The nomination of a candidate who supports Taiwan's eventual unification with China at some point and lacks executive experience reflects ongoing confusion at the top of the Nationalist Party, or Kuomintang (KMT).
Few observers in Taiwan regard Hung, 67, as a credible opponent to Tsai Ing-wen, 58, the candidate being fielded by the pro-independence Democratic Progressive Party (DPP). Tsai, the DPP party chairwoman, is a former trade negotiator with ample experience in government who wants to maintain ongoing China exchanges while upholding Taiwan's sovereignty.
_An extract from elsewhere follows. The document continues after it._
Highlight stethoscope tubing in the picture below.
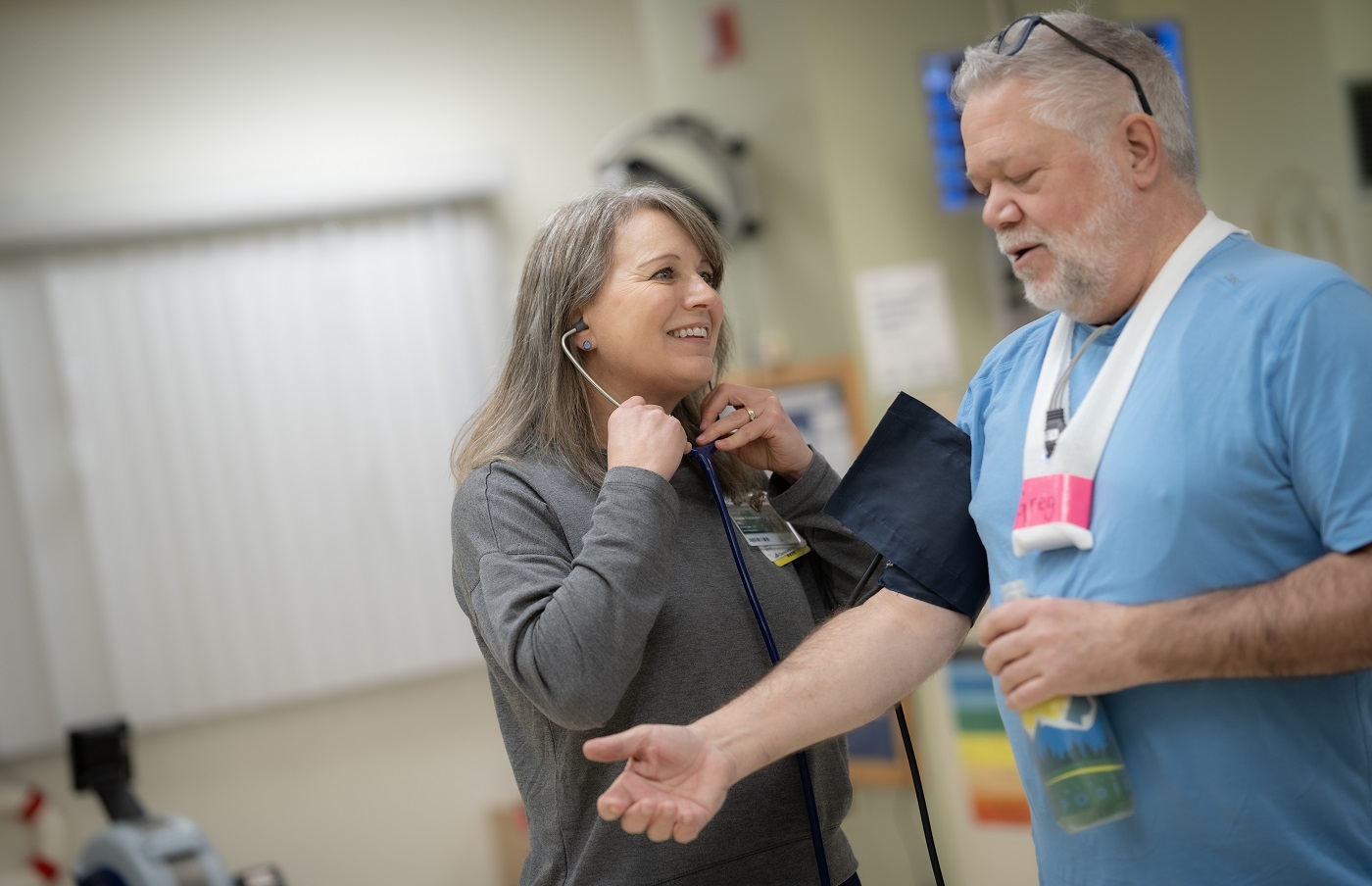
[690,443,830,886]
KMT politicians with a more moderate stance on China ties, including Chairman Eric Chu, are reluctant to run in January's presidential poll after the party was routed in key mayoral elections in November. The trouncing of the ruling party was attributed to widespread unhappiness with President Ma Ying-jeou's China-friendly policies and his poor handling of domestic issues, including a string of food safety scandals.
On Sunday, Hung appeared to acknowledge her weak position in the upcoming campaign, which she characterized as "very challenging" in her acceptance speech.
Hung told delegates that as president, she will "push for peaceful development in cross-strait relations and help all Taiwanese benefit from peaceful ties between the two sides". Her statement seemed to be an effort to appease voters who feel Ma's China policies have benefited big businesses at the expense of ordinary people and their livelihoods.
In her speech, Hung did not repeat her earlier statement that Taiwan and China belong to the same country. Instead, she said her future dealings with Beijing will be based on the "1992 Consensus." The consensus refers to Ma's claim that while there is only one China, Taipei and Beijing are free to interpret that however each side wants. Ma's initiative has been an attempt to have two governments set aside their political differences and work together on economic exchanges.
Taiwan is a democratic, sovereign state that split from mainland China in 1949 after the communist takeover, but Beijing has always considered the island of its own and never officially ruled out force as a means to re-unification.
Nicknamed "Little Chili Pepper" for her slight build and feisty manners, Hung surprised everyone when she became the only candidate who signed up for the KMT presidential primary in May. KMT's central standing committee, the party's decision-making body, approved of her candidacy in June.
With Hung's electability in question, there has been speculation that James Soong, the China-friendly chairman of the People's First Party, might join the presidential race. The charismatic 73-year-old politician is seen by many Nationalists as a moderate alternative to Hung.
In a poll in June conducted by Taiwan Indicators Survey Research, 37.1% of respondents said they would vote for Tsai, 24.3% for Soong, and 20.5% for Hung if all three run in January. The poll of 1003 people has a margin of error of 3.1%.